While we're chatting and the rain is absolutely torrential, a random Cooper's Hawk manages to fly in to the low nets near the hide. No one spots her come in. Adam untangles her and brings her in to process. He measures various things and checks out her tail feathers. They have marks on them that show times of poorer nutrition as a young bird (a bit like we get marks in our fingernails) They have two very long rounded talons and two shorter ones. These are designed to puncture and kill; pretty scary. The Coopers is bigger than the Merlin and looks at us like we are aliens. She is beautiful but also comical as she is soaking wet and her feathers are all ruffled.

The rain just gets heavier and heavier so we leave the hide as the guys pack up. We walk back to the car and realise that the park is flooded in a few inches of water. We rush back to the tent through a campsite that is running like a river. The tent is floating in two inches of water and it's still coming down. All the pitches are under water and we are the only people left in the campsite. We carefully step in to the tent, which wallows under our feet, and pull out all our bags and coolers. Rich unpegs it and we drag the tent about 20 feet over to some slightly higher ground. Thank goodness we came back when we did.

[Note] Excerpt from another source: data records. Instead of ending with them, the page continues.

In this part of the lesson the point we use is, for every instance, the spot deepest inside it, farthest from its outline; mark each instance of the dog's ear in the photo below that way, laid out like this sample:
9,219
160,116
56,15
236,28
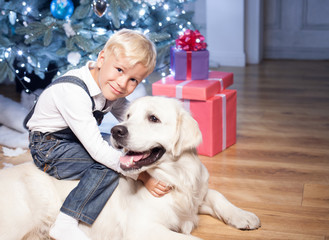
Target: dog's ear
188,134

Richmond (4th & 5th October 2010)

On our way out of North Carolina we visit Richmond city for a few nights. Our first stop is the Richmond National Battlefield Park Civil War Visitor Centre at the Tredegar Iron Works.

From the first shots of the civil war, Richmond was a focal point in the conflict. The town was the capital city for the Confederate government. It was also strategically placed on the James River, with an active commercial, manufacturing and transportation infrastructure. The Tredegar Iron Works formed a prominent part of the city's industrial capability. During the Civil War, Tredegar operated day and night to meet the demands of the Confederacy for artillery, ammunition and other war related materials. It produced almost 1,100 field and siege cannons. It's rolling mills provided the armour plating that protected the warships, including the CSS Virginia. The city also had railroad links with every part of the state and the Deep South.

We wander around the original buildings and look at the exhibits before watching the film about the battles that ensued around Richmond in 1862 and 1864.

After a quick drive around the city centre to see the State Capitol building and Old City Hall we drive down to Fort Harrison on the Battlefield Tour. The fort is predominantly made up of earthworks to provide the fortifications. The fort was taken by Union troops during Ulysses S. Grant's Overland Campaign in 1864. You can still see the hills and trenches that were cut to hold back the attacking forces.

We then move on to Drewry's Bluff or Fort Darling as it was known by Union troops. During the 1862 Peninsular Campaign five Federal vessels, including the famous ironclad USS Monitor, attacked the fort but were driven off. The successful defence prevented Richmond from being shelled early in the war, and the presence of the fort was a deterrent to other Union naval forays up the James River. You can still stand at the same spot in the fort where the cannons fired the boats as they came round a bend in the river.